A major in anthropology helps you build a strong foundation in critical thinking and analytical skills that applies to many academic and professional fields. Anthropologists work well with people from diverse cultural and ethnic backgrounds in addition to performing a number of specialized tasks, including market research and program analysis—skills and characteristics valuable to employers worldwide.
As a science, anthropology is divided into four subfields:
Archaeology considers human behavior based on the material remains left by prehistoric and historic peoples.
Cultural anthropology analyzes social and cultural phenomena such as religion, kinship systems, and political and economic structures.
Biological anthropology examines the biological characteristics of humankind, including the study of human fossils, genetics, and primates.

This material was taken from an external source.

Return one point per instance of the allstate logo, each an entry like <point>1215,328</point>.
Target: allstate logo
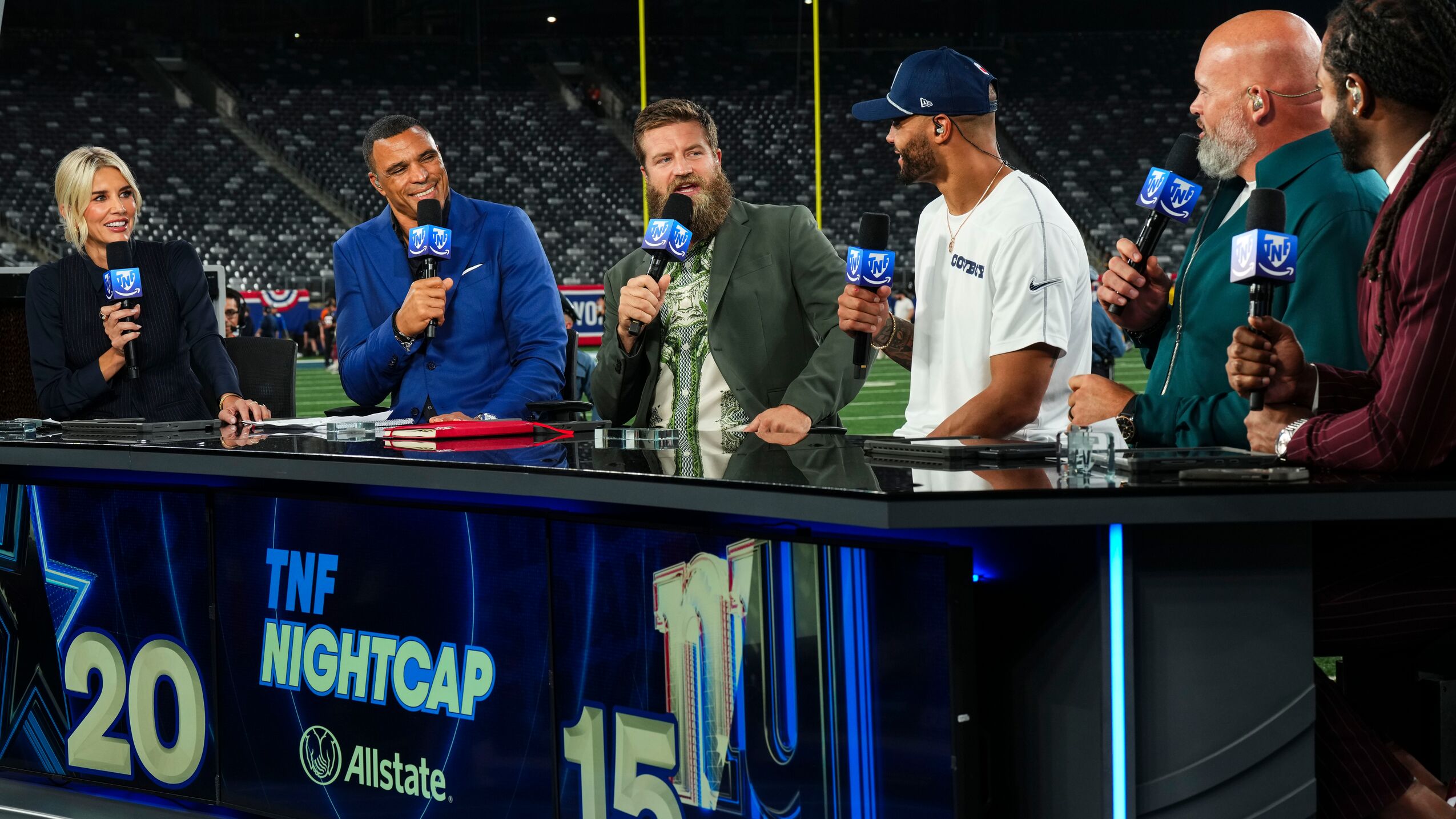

Linguistics (taught in the Department of English) seeks to understand language and the way people use it.
In this major, you will explore each area, gaining a deeper understanding of humanity as well as developing many valuable skills for working in our ever-expanding global society. A solid background of study in other subjects—biology, chemistry, geography, geology, history, languages (modern or ancient), natural resources, philosophy, physics, political science, psychology, or sociology—is also strongly recommended.

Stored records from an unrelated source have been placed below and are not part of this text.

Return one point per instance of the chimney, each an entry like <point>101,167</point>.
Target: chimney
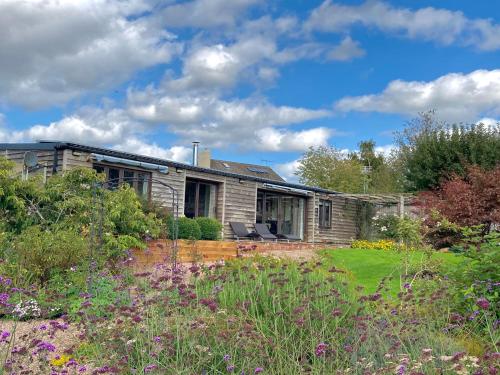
<point>204,158</point>
<point>195,153</point>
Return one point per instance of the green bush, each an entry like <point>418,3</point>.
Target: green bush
<point>189,229</point>
<point>210,228</point>
<point>44,253</point>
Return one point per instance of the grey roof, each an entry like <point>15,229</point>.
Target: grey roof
<point>252,170</point>
<point>55,145</point>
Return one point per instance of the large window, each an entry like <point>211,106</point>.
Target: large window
<point>139,180</point>
<point>284,214</point>
<point>325,213</point>
<point>200,199</point>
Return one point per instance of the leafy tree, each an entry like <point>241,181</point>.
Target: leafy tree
<point>430,150</point>
<point>66,204</point>
<point>330,168</point>
<point>467,201</point>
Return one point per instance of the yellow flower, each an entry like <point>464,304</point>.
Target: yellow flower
<point>60,360</point>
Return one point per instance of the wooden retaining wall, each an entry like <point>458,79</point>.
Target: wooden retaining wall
<point>160,251</point>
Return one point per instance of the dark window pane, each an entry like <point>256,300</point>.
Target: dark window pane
<point>128,177</point>
<point>113,177</point>
<point>190,199</point>
<point>143,185</point>
<point>99,169</point>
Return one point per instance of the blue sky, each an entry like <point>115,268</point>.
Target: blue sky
<point>252,80</point>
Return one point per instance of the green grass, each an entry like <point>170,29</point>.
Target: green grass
<point>367,267</point>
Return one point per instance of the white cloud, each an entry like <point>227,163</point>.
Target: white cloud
<point>54,51</point>
<point>98,127</point>
<point>440,25</point>
<point>91,125</point>
<point>456,97</point>
<point>347,50</point>
<point>271,139</point>
<point>488,121</point>
<point>385,150</point>
<point>206,13</point>
<point>176,153</point>
<point>221,123</point>
<point>287,170</point>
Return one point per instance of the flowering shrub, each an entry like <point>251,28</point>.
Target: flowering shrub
<point>385,226</point>
<point>262,315</point>
<point>189,229</point>
<point>374,245</point>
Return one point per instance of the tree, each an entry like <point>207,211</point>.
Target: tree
<point>430,151</point>
<point>467,201</point>
<point>333,169</point>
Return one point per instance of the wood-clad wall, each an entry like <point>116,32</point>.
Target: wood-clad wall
<point>240,204</point>
<point>344,226</point>
<point>75,159</point>
<point>236,198</point>
<point>45,157</point>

Learn more about degree requirements and admission guidelines. Also find out how you can complete this degree in only three years.
For an extra challenge, consider our departmental honors program. Ball State’s Honors College also offers high-ability students an intellectually stimulating academic experience that enhances any major with unique student-driven, discussion-based courses, special learning and scholarship opportunities, and a close-knit living-learning community.